Northern Prairie Wildlife Research Center
Every county in North Dakota probably has a population of tall cinquefoil. The plant ranges across southern Canada, the northeastern states, and southwest to Colorado and Oklahoma.
Tall cinquefoil is a densely hairy perennial from thick roots. Plants stand up to 4 feet tall, but average specimens are less than half that height. The highly-toothed leaves are cleft into 7 to 11 leaflets. Most of the leaves are basal, but one or two form on the stem. Several clusters of 2 to 6, white-petalled flowers about 1/2 inch wide form at the tip of the stem and just below it. Fruits are tiny brown achenes.

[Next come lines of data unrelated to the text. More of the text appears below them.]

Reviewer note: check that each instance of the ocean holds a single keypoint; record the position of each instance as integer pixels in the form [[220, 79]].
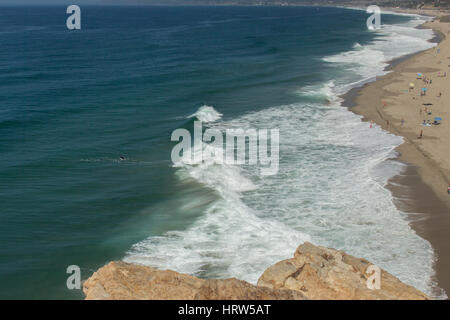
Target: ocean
[[74, 101]]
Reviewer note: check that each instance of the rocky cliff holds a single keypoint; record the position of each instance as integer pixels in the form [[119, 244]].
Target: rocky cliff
[[313, 273]]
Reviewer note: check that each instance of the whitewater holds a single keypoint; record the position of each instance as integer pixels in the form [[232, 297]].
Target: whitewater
[[329, 189]]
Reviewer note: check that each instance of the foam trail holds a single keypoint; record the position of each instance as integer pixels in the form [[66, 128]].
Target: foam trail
[[329, 189]]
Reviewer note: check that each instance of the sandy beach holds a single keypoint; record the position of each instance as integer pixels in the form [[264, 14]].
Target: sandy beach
[[398, 103]]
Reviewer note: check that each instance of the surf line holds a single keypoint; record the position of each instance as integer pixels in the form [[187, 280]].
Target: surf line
[[209, 147]]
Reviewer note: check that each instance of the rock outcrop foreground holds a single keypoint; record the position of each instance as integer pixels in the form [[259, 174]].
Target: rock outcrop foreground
[[313, 273]]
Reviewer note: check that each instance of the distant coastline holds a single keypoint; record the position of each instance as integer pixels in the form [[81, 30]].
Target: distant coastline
[[421, 189]]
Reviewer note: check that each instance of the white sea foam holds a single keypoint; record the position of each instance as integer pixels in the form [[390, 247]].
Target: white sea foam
[[206, 114], [329, 189]]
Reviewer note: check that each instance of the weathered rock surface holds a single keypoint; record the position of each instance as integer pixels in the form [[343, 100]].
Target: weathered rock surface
[[123, 281], [323, 273], [314, 273]]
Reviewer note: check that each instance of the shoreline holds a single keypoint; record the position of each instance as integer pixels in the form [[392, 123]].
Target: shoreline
[[419, 190]]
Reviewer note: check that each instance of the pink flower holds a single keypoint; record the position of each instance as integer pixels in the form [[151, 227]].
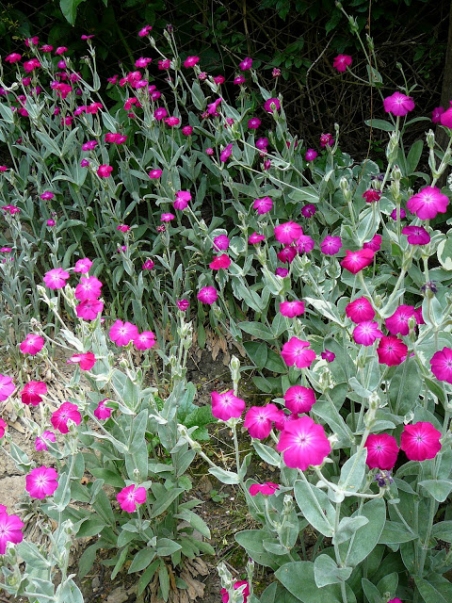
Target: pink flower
[[297, 353], [446, 118], [182, 200], [207, 295], [83, 266], [355, 261], [10, 529], [271, 105], [331, 245], [299, 399], [398, 322], [89, 309], [191, 61], [311, 154], [398, 104], [6, 387], [292, 309], [41, 482], [101, 411], [246, 592], [85, 360], [303, 443], [42, 440], [183, 304], [32, 392], [263, 205], [374, 244], [341, 62], [360, 310], [259, 420], [144, 341], [104, 171], [391, 350], [255, 238], [266, 489], [88, 288], [440, 364], [56, 278], [366, 332], [122, 333], [227, 406], [131, 496], [416, 235], [65, 413], [246, 64], [382, 451], [420, 441], [371, 195], [221, 262], [288, 232], [32, 344], [145, 31], [428, 203]]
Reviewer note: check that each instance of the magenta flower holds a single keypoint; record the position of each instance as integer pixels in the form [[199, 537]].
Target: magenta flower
[[266, 489], [355, 261], [397, 324], [41, 482], [85, 360], [102, 412], [341, 62], [131, 496], [32, 392], [182, 200], [288, 232], [416, 235], [391, 350], [440, 364], [10, 529], [299, 399], [303, 443], [89, 309], [65, 413], [428, 203], [207, 295], [331, 245], [144, 341], [371, 195], [221, 262], [366, 332], [7, 387], [382, 451], [297, 353], [227, 406], [292, 309], [42, 440], [121, 333], [420, 441], [83, 266], [271, 105], [398, 104], [259, 420], [32, 344], [56, 278], [311, 154], [360, 310]]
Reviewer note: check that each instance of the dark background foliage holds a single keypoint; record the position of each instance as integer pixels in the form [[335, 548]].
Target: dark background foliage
[[300, 37]]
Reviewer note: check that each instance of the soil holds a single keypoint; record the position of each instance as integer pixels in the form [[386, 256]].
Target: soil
[[223, 507]]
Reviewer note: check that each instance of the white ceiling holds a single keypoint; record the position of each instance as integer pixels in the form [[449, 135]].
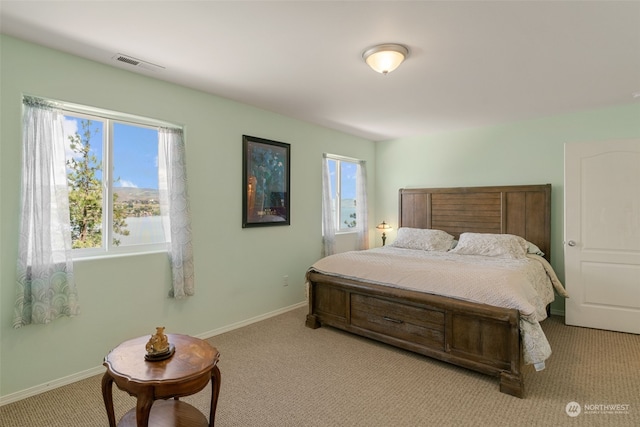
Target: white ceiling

Look for tall cinquefoil on lightly or moderately grazed native prairie. The leaves and roots of many Potentillas are used in teas and medicines, but none of the references available to me mention the species discussed here. This is true for many of our prairie plants whose ethnobotanical history was lost or never recorded.
The cinquefoils (meaning "five-leaved") are members of the rose family (Rosaceae). Rose is an ancient Latin name. The family contains about 3000 species, and includes dozens of horticulturally and agriculturally important plants such as mountain-ash, spiraea, pear, apple, cherry, and strawberry. The generic name Potentilla is a diminutive of potens, "powerful," originally applied to silverweed (P. anserina), from its once reputed medicinal powers. The specific epithet arguta means "acute" in botanical Latin, concerning the teeth of the leaflets. Tall cinquefoil was described for science by the German botanist Frederick Pursh in his classic Flora Americae Septentrionale of 1814. Pursh was first to publish upon the many new plants brought back from the wilderness by Lewis and Clark.